If you’d like to understand more on storing decimal numbers in binary, take a look at this article.

Excel has a bunch of clever tricks in it to prevent these kinds of errors, but sometimes - particularly when working with numbers that are exact in decimal, or with very large or small numbers, or with lots of numbers like in a PivotTable - these methods fail. That's why you'll sometimes see these tiny errors creeping in.

What to do about floating point errors

Most of the time, the right answer is 'nothing'.

Floating point errors are by their very nature small - they occur after the fifteenth decimal place. In most cases, just change the cell formatting to show a limited number of decimal places, and don't worry about it. The errors are so tiny that they won't affect subsequent calculations at all.

There is one particular case however that can make floating point errors more annoying, however: testing for equivalence. Going back to our PivotTable, let's say we have an error-checking formula that makes sure the trial balance sums to zero:

Excel screenshot

This is particularly frustrating here, because we have updated the formatting to 2 decimal places, so by eye everything looks fine - and yet still the error check returns a false positive.

One solution is to round numbers - see TOTW #252 for more details - but this isn't always appropriate as rounding introduces a loss of precision that's likely to be greater than the underlying floating point error was in the first place. 

Similarly, users can change the preferences for a workbook to ensure that Excel calculates based on the displayed precision.

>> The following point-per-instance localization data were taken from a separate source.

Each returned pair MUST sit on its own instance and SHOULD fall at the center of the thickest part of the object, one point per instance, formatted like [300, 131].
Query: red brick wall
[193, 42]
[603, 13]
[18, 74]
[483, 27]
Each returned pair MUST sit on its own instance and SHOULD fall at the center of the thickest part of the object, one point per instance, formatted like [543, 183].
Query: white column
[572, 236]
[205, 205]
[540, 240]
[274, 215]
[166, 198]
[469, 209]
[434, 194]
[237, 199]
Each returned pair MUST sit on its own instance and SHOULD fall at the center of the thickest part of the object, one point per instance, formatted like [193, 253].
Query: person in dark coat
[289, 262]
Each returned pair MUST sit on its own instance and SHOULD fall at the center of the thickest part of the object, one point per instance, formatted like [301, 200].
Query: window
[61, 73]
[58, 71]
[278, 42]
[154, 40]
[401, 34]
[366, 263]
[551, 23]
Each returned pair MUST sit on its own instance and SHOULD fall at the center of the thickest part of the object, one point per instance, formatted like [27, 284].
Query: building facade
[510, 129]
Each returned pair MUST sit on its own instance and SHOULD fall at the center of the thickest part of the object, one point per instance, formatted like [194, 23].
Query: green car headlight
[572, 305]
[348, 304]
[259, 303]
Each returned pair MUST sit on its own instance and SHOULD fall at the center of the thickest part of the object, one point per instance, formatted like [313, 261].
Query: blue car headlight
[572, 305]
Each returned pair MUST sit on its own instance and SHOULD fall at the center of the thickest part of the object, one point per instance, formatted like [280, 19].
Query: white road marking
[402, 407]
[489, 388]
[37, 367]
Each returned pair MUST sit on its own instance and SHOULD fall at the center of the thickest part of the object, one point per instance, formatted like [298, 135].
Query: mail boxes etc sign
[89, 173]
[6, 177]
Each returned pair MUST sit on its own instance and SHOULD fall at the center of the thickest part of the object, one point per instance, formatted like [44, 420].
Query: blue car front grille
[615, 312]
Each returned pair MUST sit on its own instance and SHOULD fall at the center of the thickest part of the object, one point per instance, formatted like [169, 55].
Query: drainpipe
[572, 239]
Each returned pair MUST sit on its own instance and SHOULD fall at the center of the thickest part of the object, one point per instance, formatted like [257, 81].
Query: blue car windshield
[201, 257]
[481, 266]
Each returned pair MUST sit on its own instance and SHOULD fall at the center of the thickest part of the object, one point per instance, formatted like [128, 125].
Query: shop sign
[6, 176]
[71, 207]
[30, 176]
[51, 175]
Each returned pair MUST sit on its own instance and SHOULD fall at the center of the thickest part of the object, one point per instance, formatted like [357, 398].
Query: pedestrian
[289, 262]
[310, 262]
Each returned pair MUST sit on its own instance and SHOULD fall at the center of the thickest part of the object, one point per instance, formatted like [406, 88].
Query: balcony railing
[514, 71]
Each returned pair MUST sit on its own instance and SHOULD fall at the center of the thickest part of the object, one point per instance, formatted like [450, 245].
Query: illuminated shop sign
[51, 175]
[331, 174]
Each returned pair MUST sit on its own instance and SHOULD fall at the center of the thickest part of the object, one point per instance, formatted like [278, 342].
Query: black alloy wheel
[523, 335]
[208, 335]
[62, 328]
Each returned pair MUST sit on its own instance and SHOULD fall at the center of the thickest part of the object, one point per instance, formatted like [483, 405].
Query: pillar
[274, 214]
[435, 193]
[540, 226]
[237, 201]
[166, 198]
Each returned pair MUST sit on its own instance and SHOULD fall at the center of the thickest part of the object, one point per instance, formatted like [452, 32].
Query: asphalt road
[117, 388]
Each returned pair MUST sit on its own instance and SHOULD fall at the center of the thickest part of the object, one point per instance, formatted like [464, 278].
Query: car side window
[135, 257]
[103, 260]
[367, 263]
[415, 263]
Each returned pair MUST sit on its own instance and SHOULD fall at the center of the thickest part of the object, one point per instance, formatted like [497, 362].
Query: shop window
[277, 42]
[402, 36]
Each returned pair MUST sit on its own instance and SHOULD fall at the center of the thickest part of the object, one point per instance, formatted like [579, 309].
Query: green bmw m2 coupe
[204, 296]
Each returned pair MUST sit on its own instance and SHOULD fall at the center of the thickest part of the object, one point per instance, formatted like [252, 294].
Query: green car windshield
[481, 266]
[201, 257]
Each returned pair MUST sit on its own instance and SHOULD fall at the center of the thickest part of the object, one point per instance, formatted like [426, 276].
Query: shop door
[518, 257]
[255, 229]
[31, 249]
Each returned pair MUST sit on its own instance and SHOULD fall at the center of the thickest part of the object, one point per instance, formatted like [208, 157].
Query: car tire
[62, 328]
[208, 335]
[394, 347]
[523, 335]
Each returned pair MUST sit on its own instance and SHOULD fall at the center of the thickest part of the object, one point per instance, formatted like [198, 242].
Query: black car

If you go to File>Options>Advanced, you’ll find the following check box towards the bottom of the screen:

Excel screenshot

This means that Excel will only store numbers to the level of precision that you can see on screen. It’s another risky strategy as accuracy beyond that is simply not saved, which could again lead to a loss of precision.

A better way is to build a small degree of tolerance into error checks such as this one:

Excel screenshot

This also helps with avoiding other false positives caused by inexact calculations eg translating amounts between different currencies.

It’s worth noting at this point that Excel is not unique in having these sorts of issues. Many programs will manifest calculations like this in different ways, and will solve them to varying degrees of success. Alteryx, for example, has exactly the same issue with floating point values, and the solution is broadly similar – force calculations to a set number of decimal places, or build tolerances in your comparisons.